Methods: We performed pooled-DNA sequencing of each exon and flanking sequences in APP, PSEN1, PSEN2, MAPT and GRN in 167 clinical and 5 autopsy-confirmed AD cases (15 familial early-onset, 136 sporadic early-onset and 16 familial late-onset) from Spain and Uruguay using NGS. Follow-up genotyping was used to validate variants. After genotyping additional controls, we performed segregation and functional analyses to determine the pathogenicity of validated variants.

Results: We identified a novel G to T transition (g.38816G>T) in exon 6 of PSEN1 in a sporadic early-onset AD case, resulting in a previously described pathogenic p.L173F mutation. A pathogenic p.L392V mutation in exon 11 was found in one familial early-onset AD case. We also identified a novel CC insertion (g.10974_10975insCC) in exon 8 of GRN, which introduced a premature stop codon, resulting in nonsense-mediated mRNA decay. This GRN mutation was associated with lower GRN plasma levels, as previously reported for other GRN pathogenic mutations. We found two variants in MAPT (p.A152T, p.S318L) present only in three AD cases but not controls, suggesting that these variants could be risk factors for the disease.

Conclusions: We found pathogenic mutations in PSEN1, GRN and MAPT in 2.33% of the screened cases. This study suggests that pathogenic mutations or risk variants in MAPT and in GRN are as frequent in clinical AD cases as mutations in APP, PSEN1 and PSEN2, highlighting that pleiotropy of MAPT or GRN mutations can influence both FTD and AD phenotypic traits.

Figure 1

Schematic of the study design. Pooled-DNA sequencing was performed in a single DNA pool of 172 individuals to identify known pathogenic or novel functional variants by using Illumina HiSeq 2000. The SPLINTER software was used to call the variants. High-confident variants were selected for Sequenom genotyping. For those validated functional variants, follow-up genotyping was performed in large case-control series to infer and compare the frequencies.
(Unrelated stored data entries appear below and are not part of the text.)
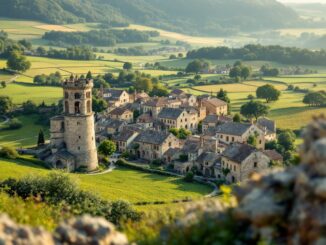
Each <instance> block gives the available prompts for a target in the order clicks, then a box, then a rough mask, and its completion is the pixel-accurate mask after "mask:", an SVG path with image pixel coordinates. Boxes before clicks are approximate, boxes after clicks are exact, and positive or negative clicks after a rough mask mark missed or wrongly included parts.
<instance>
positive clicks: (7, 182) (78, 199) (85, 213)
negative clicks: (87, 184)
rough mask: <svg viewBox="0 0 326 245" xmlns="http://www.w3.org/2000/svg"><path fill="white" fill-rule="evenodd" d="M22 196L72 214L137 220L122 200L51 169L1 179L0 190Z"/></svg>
mask: <svg viewBox="0 0 326 245" xmlns="http://www.w3.org/2000/svg"><path fill="white" fill-rule="evenodd" d="M1 189H2V190H3V191H5V192H6V193H8V194H9V195H11V196H15V195H16V196H19V197H21V198H23V199H28V198H30V197H34V198H37V199H38V200H40V201H42V202H46V203H48V204H50V205H54V206H58V205H62V206H64V207H65V208H66V210H69V211H70V212H71V213H73V214H74V215H83V214H90V215H92V216H101V217H104V218H106V219H107V220H109V221H110V222H112V223H114V224H119V222H120V221H121V220H124V219H130V220H133V221H137V220H139V219H140V214H139V213H137V212H136V211H134V210H133V209H132V207H131V206H130V204H129V203H126V202H123V201H115V202H108V201H106V200H103V199H101V198H100V197H98V196H96V195H94V194H92V193H89V192H86V191H83V190H80V189H79V187H78V186H77V184H76V183H75V182H73V181H72V180H71V179H70V178H69V176H68V175H66V174H63V173H60V172H52V173H50V174H49V175H48V176H45V177H40V176H37V177H35V176H29V177H25V178H22V179H19V180H16V179H12V178H9V179H6V180H4V181H2V182H0V190H1Z"/></svg>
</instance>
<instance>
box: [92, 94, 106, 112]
mask: <svg viewBox="0 0 326 245" xmlns="http://www.w3.org/2000/svg"><path fill="white" fill-rule="evenodd" d="M92 100H93V101H92V107H93V111H94V112H102V111H105V110H106V109H107V108H108V103H107V102H106V100H104V99H100V98H99V99H97V98H95V97H93V99H92Z"/></svg>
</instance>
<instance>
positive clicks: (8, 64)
mask: <svg viewBox="0 0 326 245" xmlns="http://www.w3.org/2000/svg"><path fill="white" fill-rule="evenodd" d="M7 67H8V68H9V69H11V70H15V71H19V72H25V71H27V70H28V69H29V68H30V67H31V62H29V61H28V60H27V59H26V57H24V56H22V55H21V54H20V53H19V52H18V51H13V52H11V53H10V54H9V58H8V61H7Z"/></svg>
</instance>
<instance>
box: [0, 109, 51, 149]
mask: <svg viewBox="0 0 326 245" xmlns="http://www.w3.org/2000/svg"><path fill="white" fill-rule="evenodd" d="M37 119H38V117H37V116H36V115H31V116H21V117H18V120H19V121H21V122H22V123H23V127H22V128H20V129H16V130H3V131H0V145H8V146H13V147H30V146H34V145H36V143H37V137H38V133H39V131H40V129H43V130H44V131H45V132H47V131H48V129H47V128H45V127H43V126H41V125H37V124H36V121H37Z"/></svg>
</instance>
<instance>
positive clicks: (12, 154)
mask: <svg viewBox="0 0 326 245" xmlns="http://www.w3.org/2000/svg"><path fill="white" fill-rule="evenodd" d="M18 156H19V155H18V153H17V151H16V149H15V148H13V147H9V146H3V147H2V148H1V149H0V157H3V158H9V159H16V158H17V157H18Z"/></svg>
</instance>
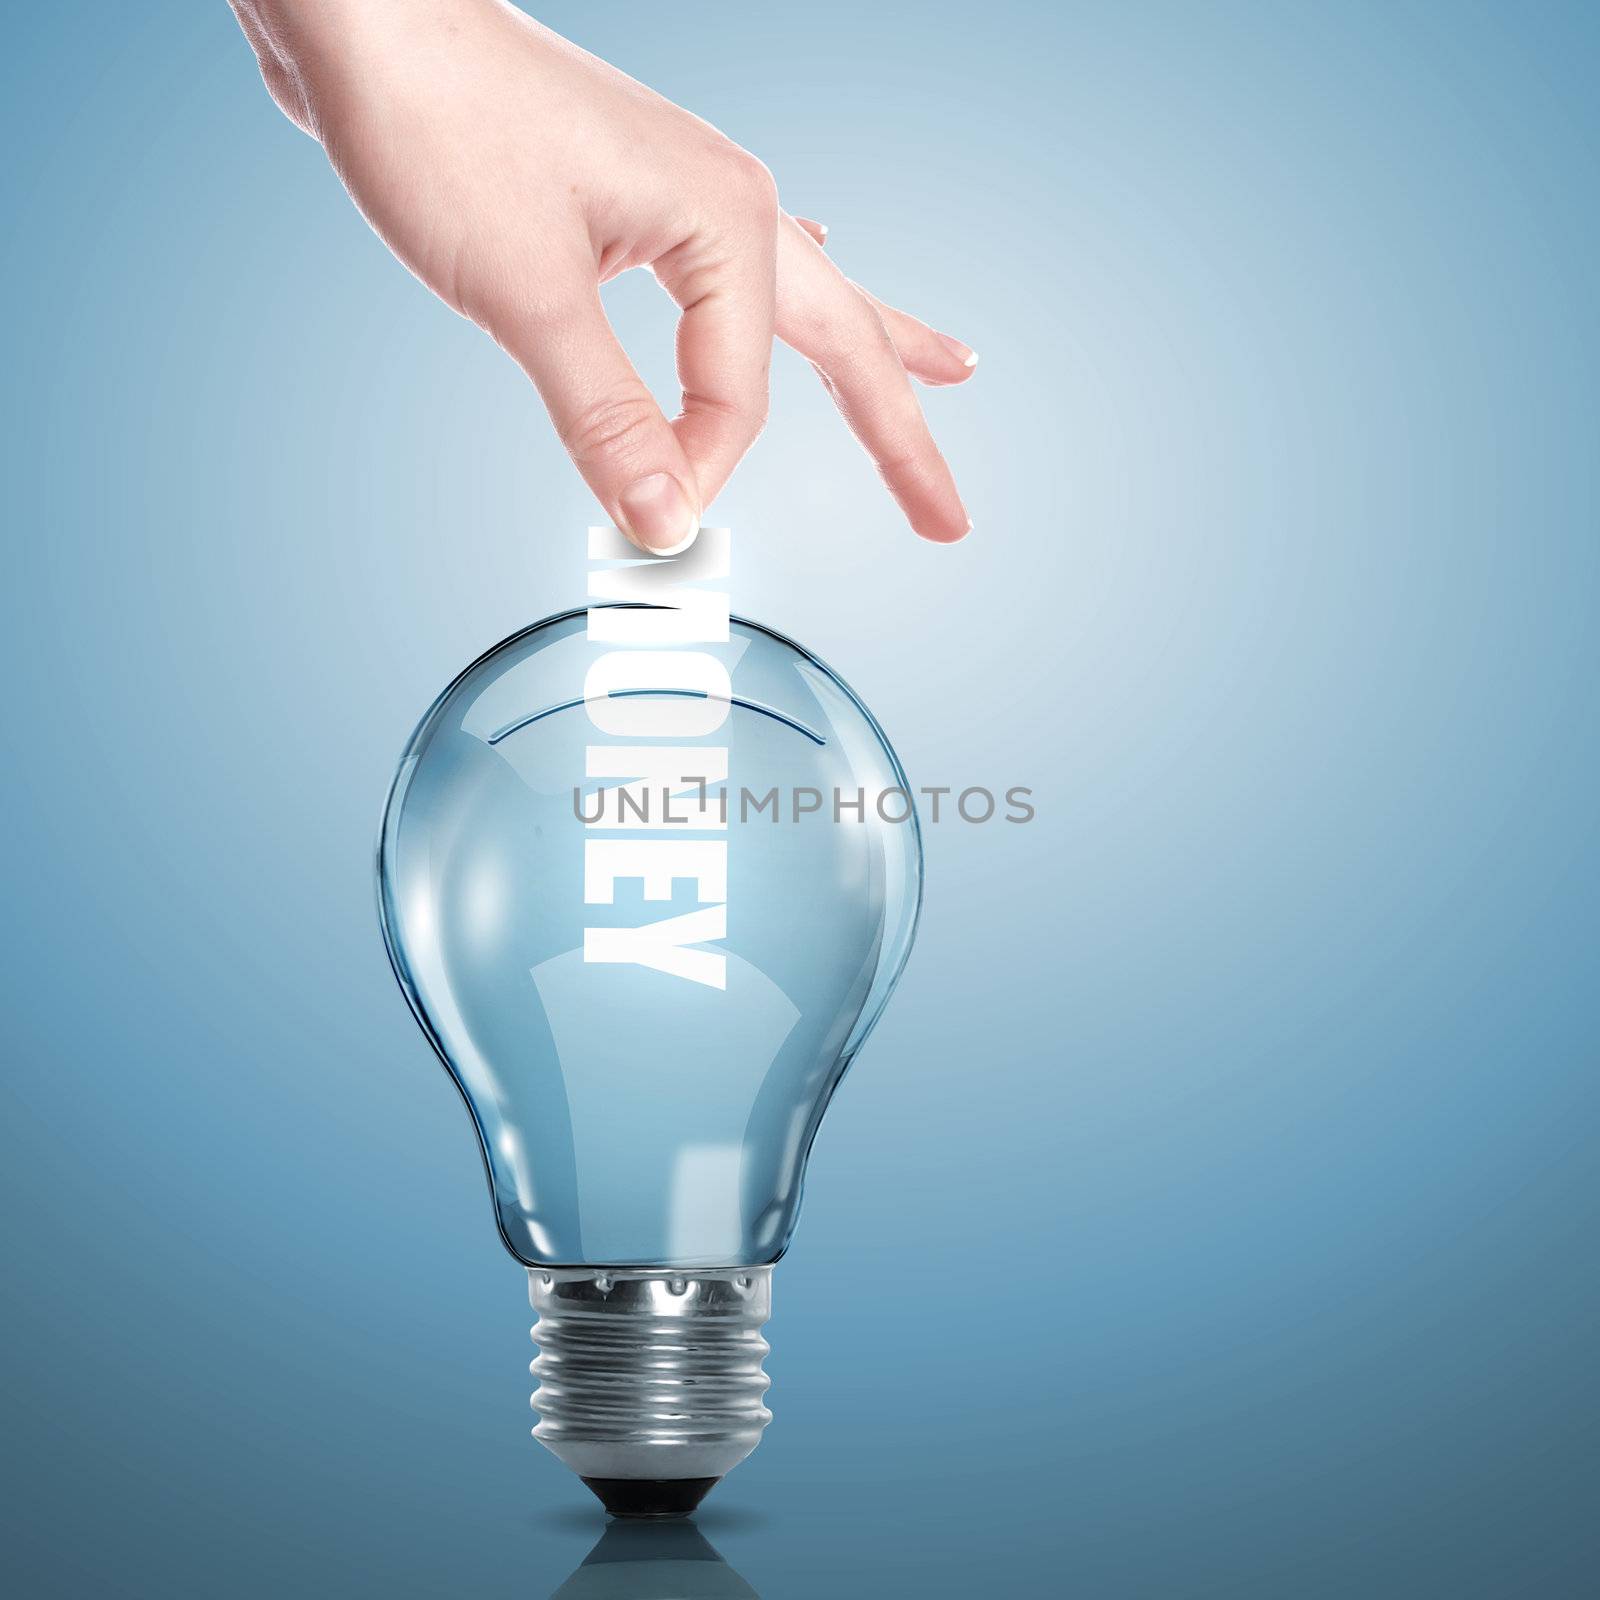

Segregation analysis was then performed to determine whether disease status segregates with risk alleles. Enzyme-linked immunosorbent assays (ELISAs) were used to evaluate the impact of novel GRN splice-site mutation on the changes of GRN plasma levels. GRN, progranulin; SPLINTER, short indel prediction by large deviation inference and nonlinear true frequency estimation by recursion.

Figure 2

The transcript of the novel GRN mutation. A splice-site mutation with a CC-insertion (g.10974_10975insCC) in GRN exon 8 results in a premature stop codon and nonsense-mediated decay of the resultant mRNA. GRN, progranulin.

Figure 3

Enzyme-linked immunosorbent assays comparing GRN plasma levels between GRN mutation carriers and controls. Measurement of GRN plasma levels for a known GRN mutation (left) and the novel GRN mutation (right), Ile256IlefsX27, observed in our study compared with Alzheimer's disease cases and non-demented older controls. GRN, progranulin; mut, mutant; wt, wild-type.